Benchmarking different classification tools for their usability on metagenomic long reads.
- You need conda and snakemake
- After installation, alter the config file for your needs and download the necessesities (indices, databases)
- path to this directory
- paths for the different databases, default and custom (you can add more)
- the locations of fastq files is needed
- species of groudn truth
- It's best to move this directory into results/, otherwise paths need to be adjusted
- Call snakemake create to generate the project structure
- Now you can either build custom databases or start with the default databases (change line 12 accordingly to "default")
- for custom databases, you can orientate yourself on the [Snakefile_DB](Snakefile_DB "Snakefile_DB) file
- change the paths accordingly
- for custom databases, you can orientate yourself on the [Snakefile_DB](Snakefile_DB "Snakefile_DB) file
- run with snakemake --use-conda -j threads
Tool | Version | Type | Approach | Reference |
---|---|---|---|---|
Diamond | 2.0.5 | Protein | Alignment | http://www.diamondsearch.org/index.php |
Kaiju | 1.7.4 | Protein | FM-Index, Alignment | http://kaiju.binf.ku.dk/ |
CCMetagen | 1.2.3 | DNA | https://github.com/vrmarcelino/CCMetagen | |
Centrifuge | 1.0.4 | DNA | FM-Index | https://ccb.jhu.edu/software/centrifuge/manual.shtml |
CLARK | 1.2.5 | DNA | (spaced) k-mer | http://clark.cs.ucr.edu/Overview/ |
Kraken2 | 2.0.7-beta | DNA | k-mer | http://ccb.jhu.edu/software/kraken2/ |
Tools | Version | Reference |
---|---|---|
conda | 4.7.5 | https://docs.anaconda.com/ |
snakemake | 3.10.0 | https://snakemake.readthedocs.io/en/stable/ |
This research aimed to benchmark and compare different classification tools regarding their usability for metagenomic long-read data. For this, four nanopore samples based on the Zymo Community Standards are analysed using six tools mostly successful (Diamond, Kaiju, CCmetagen, Centrifuge, CLARK, Kraken2) and evaluation of the outcomes is done using common metrics like Area Under Precision-Recall Curve, Abundance Profile Similarities as well as runtime consumption. For this purpose, the generated output files are formated into a universal format which is then used to process the data regarding the metrics. Additionally, the difficulties of several tools are discussed.

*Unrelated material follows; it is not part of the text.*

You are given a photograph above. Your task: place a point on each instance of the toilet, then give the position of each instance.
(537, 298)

The evaluation revealed that Kraken2, Centrifuge and CLARK promise the best results for this dataset. At least for the used default database, the tools achieve good results considering the metrics and classification results themselves. Although there is deterioration with the custom database, those tools still achieve comparably good results. CLARK, however, might have trouble with building the needed indices due to memory limitations. CCMetagen is able to identify the present species, but the metrics show poorer results than the other DNA-based tools. A database building for the custom database is not possible. Regarding the protein-based tools, Kaiju performs better than Diamond and achieves, for the custom database, similar results than Centrifuge and Kraken2. Diamond is not able to identify the species in the dataset with appropriate abundances.
It is possible that BugSeq might become a valuable tool for classification once the smaller bugs are fixed.
The validation using Multi Locus Sequence Types showed the expected results and it is able to assign the gene fragments to reads in the sample.
It has to be considered that the scope of this project is rather small due to the limited number of samples and databases as well as the number of successfully working tools. Therefore, a similar comparison but with several datasets might ensure more reliable and accurate outcomes regarding the metrics.